Much of the stock market’s sharp rally since the presidential election has been credited to … well, the presidential election. Business, consumer and investor confidence has risen in response to the more business-friendly proposed policies of the incoming administration of President-elect Donald Trump.
With the inauguration only days away, lawmakers will soon start grappling with the connection between campaign promises and policy reality. Trump has elevated tax cuts/reform, increased fiscal spending, and regulatory overhaul to the top of the priority spectrum—all considered to be pro-growth policies. However, the continued pressing of his isolationist, anti-trade, and pro-tariff promises may work against this pro-growth agenda.
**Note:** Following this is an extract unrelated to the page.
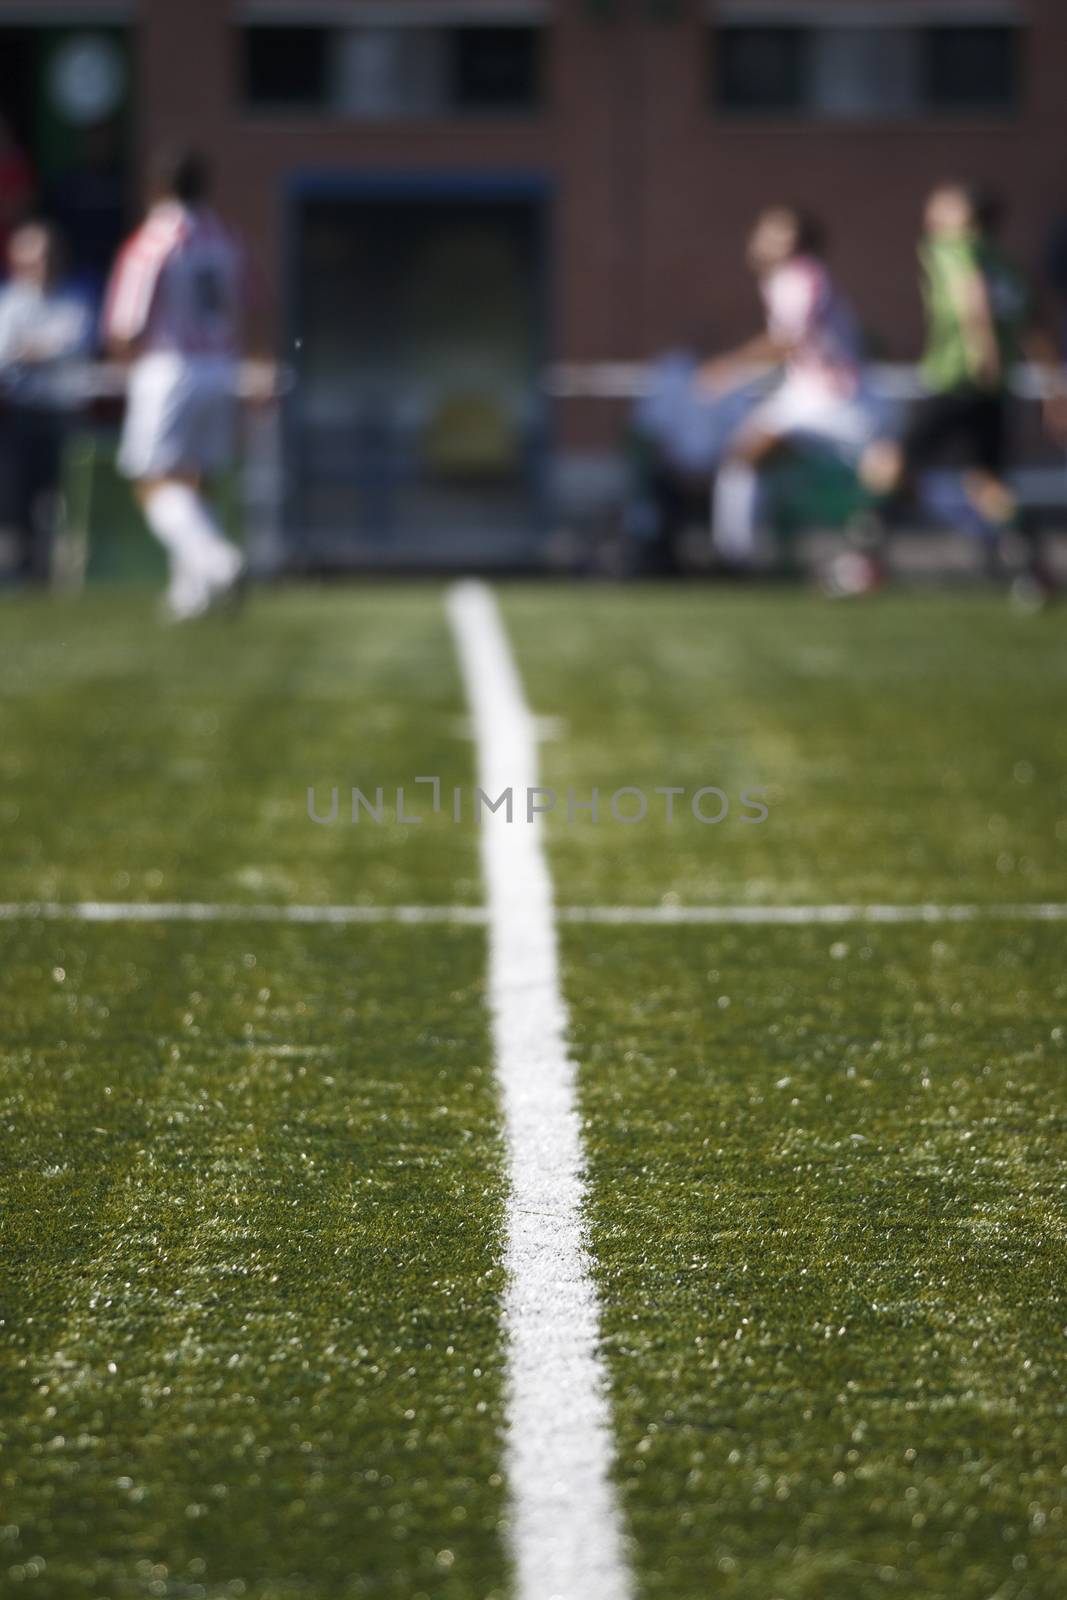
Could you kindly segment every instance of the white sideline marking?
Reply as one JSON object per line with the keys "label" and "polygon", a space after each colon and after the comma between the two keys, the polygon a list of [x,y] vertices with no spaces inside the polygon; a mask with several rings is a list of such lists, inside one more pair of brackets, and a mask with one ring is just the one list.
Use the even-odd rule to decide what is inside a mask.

“If he can keep pro-business initiatives at the top of the priority spectrum—like tax reform, regulatory reform and maybe a public-private partnership in infrastructure spending—and they’re not offset by the protectionist measures, I think the markets may be in pretty good shape for 2017,” says Liz Ann Sonders, chief investment strategist for Charles Schwab & Co.
Below, we look at a few of the initiatives that may affect markets in 2017.
History has shown that when it comes to tax reform, the actual laws that end up on the president’s desk can differ vastly from what was promised on the campaign trail. The other rub is the cost: According to the Tax Policy Center, Trump’s tax plan would add about $6 trillion to federal debt over the next 10 years, and more than $20 trillion over the next 20 years.¹ Even with rosy growth assumptions applied, the math around deficits/debt is fairly ugly.
Much of U.S. infrastructure is either in need of repair or significantly aged. The incoming Trump administration favors having private/public partnerships foot the bill rather than the federal government.
“Given the lessons learned in 2009 about just how ‘shovel ready’ many infrastructure projects actually were, these plans are likely to take some time to put together, meaning this component of fiscal stimulus could be more of a 2018 story,” Liz Ann says.
Fewer regulations means lower compliance costs for companies—certainly among financial companies, which might see a lighter burden if the Dodd-Frank regulations passed in 2010 are rolled back.
Forecast: optimism, with a dose of caution
Liz Ann is optimistic that the bull market will continue. However, she says the trajectory probably will level off from the sharp upward gains seen immediately after the election. She also expects bouts of volatility for reasons including:
- Uncertainty arising from the transition between Trump’s candidacy and Trump's presidency could unsettle markets;
- Inflation or growth could heat up enough that the Federal Reserve would have to raise short-term interest rates more aggressively than expected;
- Continued U.S. dollar strength could tighten financial conditions and hurt multinational company earnings.
“Keep an eye on investor sentiment for overt signs of excess optimism,” Liz Ann says. “Remember the power of discipline and periodic rebalancing. Enjoy the ride, but don't get greedy.”
¹ Tax Policy Center, “An Analysis of Donald Trump’s Revised Tax Plan,” 10/18/2016.